Thomas’s academic ambitions have floundered, his marriage to the free-spirited Helen Noble is in trouble, he has attempted suicide (with a rusty gun), and he has met the charismatic disciple of Carl Jung, Dr Godwin Baynes. Helen Noble deserves a biography to herself, as does Dr Baynes, a double “blue” in swimming and athletics at Cambridge, a decorated war hero and presiding genius at an impoverished medical practice at Bethnal Green. Helen was long-suffering. “She loved him as a wife and with ‘the pride of a mother and bided her time, and devoted herself to her children.” Two pages later, a failed poultry farmer sails into view, one Robert Frost of Derry, New Hampshire. Between Dr Baynes and the farmer, Edward Thomas would get a good shaking. This biography is nothing if not episodic. Eighty pages in, Thomas tires of his therapist: “When he first came to see me he made me feel that I was the most important person in the world. As I came to know his world I found he gave the same impression to everybody.” It is always a bitter blow to a poet to find that his neurosis is shared by the common people.

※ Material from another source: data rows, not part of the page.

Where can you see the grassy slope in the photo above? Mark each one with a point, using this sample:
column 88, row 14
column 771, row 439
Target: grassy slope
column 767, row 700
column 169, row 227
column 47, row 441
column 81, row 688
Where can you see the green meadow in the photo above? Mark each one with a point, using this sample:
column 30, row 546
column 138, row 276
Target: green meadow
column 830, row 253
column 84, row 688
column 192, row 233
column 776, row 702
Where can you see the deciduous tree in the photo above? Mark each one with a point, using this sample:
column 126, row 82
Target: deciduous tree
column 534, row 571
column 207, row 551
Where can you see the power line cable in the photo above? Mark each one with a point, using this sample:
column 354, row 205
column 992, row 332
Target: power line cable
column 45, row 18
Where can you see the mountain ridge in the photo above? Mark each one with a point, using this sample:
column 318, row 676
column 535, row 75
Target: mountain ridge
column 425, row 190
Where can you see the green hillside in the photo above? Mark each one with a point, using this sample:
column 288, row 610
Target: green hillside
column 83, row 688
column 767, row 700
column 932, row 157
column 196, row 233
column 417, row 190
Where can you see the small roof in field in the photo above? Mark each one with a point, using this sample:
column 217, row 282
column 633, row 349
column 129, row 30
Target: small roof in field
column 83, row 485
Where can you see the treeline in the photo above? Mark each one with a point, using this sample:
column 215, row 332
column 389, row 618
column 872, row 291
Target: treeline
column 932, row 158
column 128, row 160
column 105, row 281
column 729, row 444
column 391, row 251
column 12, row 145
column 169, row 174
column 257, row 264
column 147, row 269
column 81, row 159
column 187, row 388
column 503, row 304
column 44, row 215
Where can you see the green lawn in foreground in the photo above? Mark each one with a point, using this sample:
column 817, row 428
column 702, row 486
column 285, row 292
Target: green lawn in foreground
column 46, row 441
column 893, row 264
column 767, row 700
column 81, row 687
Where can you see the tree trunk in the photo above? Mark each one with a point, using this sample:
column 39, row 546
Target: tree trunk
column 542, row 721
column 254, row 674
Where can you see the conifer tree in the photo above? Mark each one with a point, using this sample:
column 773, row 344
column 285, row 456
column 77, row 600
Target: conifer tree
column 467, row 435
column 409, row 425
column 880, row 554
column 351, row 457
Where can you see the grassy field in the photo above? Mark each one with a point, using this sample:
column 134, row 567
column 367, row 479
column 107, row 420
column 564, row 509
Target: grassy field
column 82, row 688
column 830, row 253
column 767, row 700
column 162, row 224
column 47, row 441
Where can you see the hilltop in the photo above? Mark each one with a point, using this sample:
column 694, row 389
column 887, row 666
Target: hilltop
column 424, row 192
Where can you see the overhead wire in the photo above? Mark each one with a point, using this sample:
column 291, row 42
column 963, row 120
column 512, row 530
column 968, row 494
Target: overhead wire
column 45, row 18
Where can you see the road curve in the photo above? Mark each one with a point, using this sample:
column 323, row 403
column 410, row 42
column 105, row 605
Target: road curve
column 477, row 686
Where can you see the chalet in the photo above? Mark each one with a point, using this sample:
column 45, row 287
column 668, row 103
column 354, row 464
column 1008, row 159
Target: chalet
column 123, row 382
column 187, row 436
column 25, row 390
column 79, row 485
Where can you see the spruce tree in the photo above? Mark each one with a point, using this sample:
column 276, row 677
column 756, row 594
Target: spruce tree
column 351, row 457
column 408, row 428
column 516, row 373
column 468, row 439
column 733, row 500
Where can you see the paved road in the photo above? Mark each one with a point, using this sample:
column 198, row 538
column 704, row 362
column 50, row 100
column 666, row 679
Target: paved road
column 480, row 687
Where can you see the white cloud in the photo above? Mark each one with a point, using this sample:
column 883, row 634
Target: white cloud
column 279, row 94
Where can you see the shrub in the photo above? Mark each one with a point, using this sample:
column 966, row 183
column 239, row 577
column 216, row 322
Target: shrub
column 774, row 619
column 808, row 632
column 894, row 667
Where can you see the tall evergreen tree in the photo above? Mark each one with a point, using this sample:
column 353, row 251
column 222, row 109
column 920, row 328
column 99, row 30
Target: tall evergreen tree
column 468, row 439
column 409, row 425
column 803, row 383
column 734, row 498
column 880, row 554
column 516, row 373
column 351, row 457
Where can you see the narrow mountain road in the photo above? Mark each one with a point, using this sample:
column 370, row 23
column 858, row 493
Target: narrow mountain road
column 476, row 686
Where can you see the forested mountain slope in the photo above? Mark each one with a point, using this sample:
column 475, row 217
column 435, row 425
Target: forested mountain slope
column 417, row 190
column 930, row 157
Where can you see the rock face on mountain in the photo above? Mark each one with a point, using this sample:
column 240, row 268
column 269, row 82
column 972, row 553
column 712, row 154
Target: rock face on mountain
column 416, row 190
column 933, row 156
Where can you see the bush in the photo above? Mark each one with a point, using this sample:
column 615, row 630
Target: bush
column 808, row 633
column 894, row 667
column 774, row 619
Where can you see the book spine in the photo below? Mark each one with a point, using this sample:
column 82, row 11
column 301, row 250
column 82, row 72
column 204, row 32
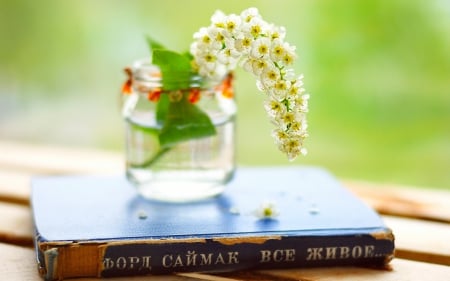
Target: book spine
column 169, row 256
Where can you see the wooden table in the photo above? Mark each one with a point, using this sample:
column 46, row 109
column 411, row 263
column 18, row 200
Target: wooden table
column 419, row 218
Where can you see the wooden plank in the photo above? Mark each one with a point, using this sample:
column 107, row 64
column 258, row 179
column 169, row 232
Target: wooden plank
column 426, row 204
column 415, row 239
column 17, row 264
column 421, row 240
column 400, row 270
column 40, row 159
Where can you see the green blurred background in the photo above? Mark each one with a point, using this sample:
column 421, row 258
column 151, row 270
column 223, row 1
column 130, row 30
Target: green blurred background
column 378, row 73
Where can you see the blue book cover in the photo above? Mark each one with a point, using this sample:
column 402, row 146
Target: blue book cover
column 99, row 226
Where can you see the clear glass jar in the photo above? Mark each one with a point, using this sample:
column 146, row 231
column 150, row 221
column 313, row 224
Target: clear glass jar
column 195, row 168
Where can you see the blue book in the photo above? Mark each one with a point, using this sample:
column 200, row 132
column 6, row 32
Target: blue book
column 90, row 226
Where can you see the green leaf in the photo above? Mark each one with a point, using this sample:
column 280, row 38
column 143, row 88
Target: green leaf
column 185, row 121
column 161, row 109
column 153, row 44
column 175, row 69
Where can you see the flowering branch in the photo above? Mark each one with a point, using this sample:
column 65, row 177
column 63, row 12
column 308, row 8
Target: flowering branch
column 258, row 47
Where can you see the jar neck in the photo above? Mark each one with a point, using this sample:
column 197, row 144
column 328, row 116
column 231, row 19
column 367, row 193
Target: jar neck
column 145, row 77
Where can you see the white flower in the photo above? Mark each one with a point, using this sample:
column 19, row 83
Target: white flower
column 277, row 50
column 255, row 27
column 260, row 48
column 259, row 66
column 270, row 76
column 248, row 14
column 277, row 32
column 232, row 24
column 274, row 108
column 267, row 210
column 244, row 44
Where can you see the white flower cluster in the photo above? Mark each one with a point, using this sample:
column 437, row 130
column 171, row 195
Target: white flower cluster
column 258, row 47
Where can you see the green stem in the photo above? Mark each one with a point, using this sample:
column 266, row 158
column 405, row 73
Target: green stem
column 152, row 160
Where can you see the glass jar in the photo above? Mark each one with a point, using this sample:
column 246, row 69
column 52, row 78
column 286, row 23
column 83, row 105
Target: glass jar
column 171, row 153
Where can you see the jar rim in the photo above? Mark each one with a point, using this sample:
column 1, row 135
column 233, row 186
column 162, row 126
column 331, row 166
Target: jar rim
column 146, row 75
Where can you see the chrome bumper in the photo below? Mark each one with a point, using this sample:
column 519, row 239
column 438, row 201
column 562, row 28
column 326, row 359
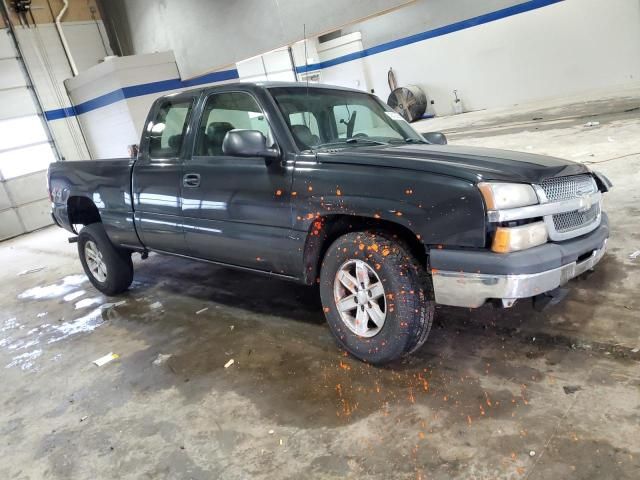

It was as late as May 1914 that the 36-year-old Edward Thomas wrote to the other late beginner, Robert Frost: “I wonder whether you can imagine me taking to verse? If you can I might get over the feeling that it is impossible.”
What is astonishing is how tentative Thomas’s beginnings were. The poet’s beginnings as poet are beautifully described. Hollis carries the reader through an extraordinary adventure that happened in November and December of that year; the emergence of the first Thomas poems as mysterious and glistening as turtles hatching on a moonlit beach:
What did the thrushes know? Rain, snow, sleet, hail,Had kept them quiet as the primroses.They had but an hour to sing.
When he sprained his ankle while hill-walking on January 2, 1915, he was confined to the cottage. He wrote a further 16 poems in 20 days. Hollis is brilliant in his descriptions of the days of creation during the Edward Thomas winter. The biography rises to the level of poetry itself and the arrangement is, to quote Stevens, supreme fiction. What this depressed and gifted creature, ignorant of trigonometry, was doing in the Royal Artillery still begs an answer: Edward Thomas left the dugout behind his post and leaned into the opening to take a moment to fill his pipe. A shell passed so close to him that the blast of air stopped his heart. He fell without a mark on his body.
This biography is a marvel; Selected Poems is equally revelatory.